City: Calgary, Alberta
Radio Station: CKXL
Peak Month: September 1968
Peak Position in Calgary ~ #2
Peak position in Vancouver ~ did not chart
Peak Position on Billboard Hot 100 ~ #20
YouTube.com: “Do It Again
Lyrics: “Do It Again

Brian Wilson was born in Inglewood, California, in 1942. In biographer Peter Ames Carlin’s book, Catch a Wave: The Rise, Fall, and Redemption of the Beach Boys’ Brian Wilson, he relates that when Brian Wilson first heard George Gershwin’s “Rhapsody in Blue” it had a huge emotional impact on him. As a youngster, Wilson learned to play a toy accordion and sang in children’s choirs. In his teens he started a group with his cousin, Mike Love and his brother, Carl. Mike was born in Los Angeles in 1941 and Carl was born in 1946 in Hawthorne, California. Brian Wilson named the group Carl and the Passions in order to convince his brother to join. They had a performance in the fall of 1960 at Hawthorne High School, where they attended. Their set included some songs by Dion and the Belmonts. Among the people in the audience was Al Jardine, another classmate. Jardine was born in Hawthorne in 1942. He was so impressed with the performance that he let the group know. Jardine would later be enlisted, along with Dennis Wilson to form the Pendletones in 1961. Dennis was born in Inglewood in 1944.

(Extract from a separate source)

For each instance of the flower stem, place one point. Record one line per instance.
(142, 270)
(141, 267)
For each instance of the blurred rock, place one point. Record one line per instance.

The first song Brian Wilson wrote would become “Surfer Girl.” A demo of the tune was made in February 1962 and would go on to be a Top Ten hit when it was released a year later in 1963. However, their first recording was a doo-wop-surf tune called “Surfin’” in October 1961. It was released in November ’61 on the Candix Enterprises Inc. label. The surprise for the group was that the record label had changed the group’s name from the Pendletones to the Beach Boys. Consequently, as each time the record was played by a DJ in America, radio listeners were being introduced to the Beach Boys. The name Pendletones was now history.

In 1962, neighbor David Marks joined the group for their first wave of hits with Capitol Records, leaving in late 1963. In 1965, Bruce Johnston joined the band when Brian Wilson retired from touring to focus on writing and producing for the group. The Beach Boys signed with Capitol Records in July 1962 and released their first album, Surfin’ Safari, later that year. The album spent 37 weeks on the Billboard album chart, launching the young group known for its shimmering vocal harmonies and relaxed California style into international stardom. The Wilson/Love collaboration resulted in many huge international chart hits. Under Brian Wilson’s musical leadership, the band’s initial surf-rock focus was soon broadened to include many other themes, helping make The Beach Boys one of America’s most successful bands of the 1960’s.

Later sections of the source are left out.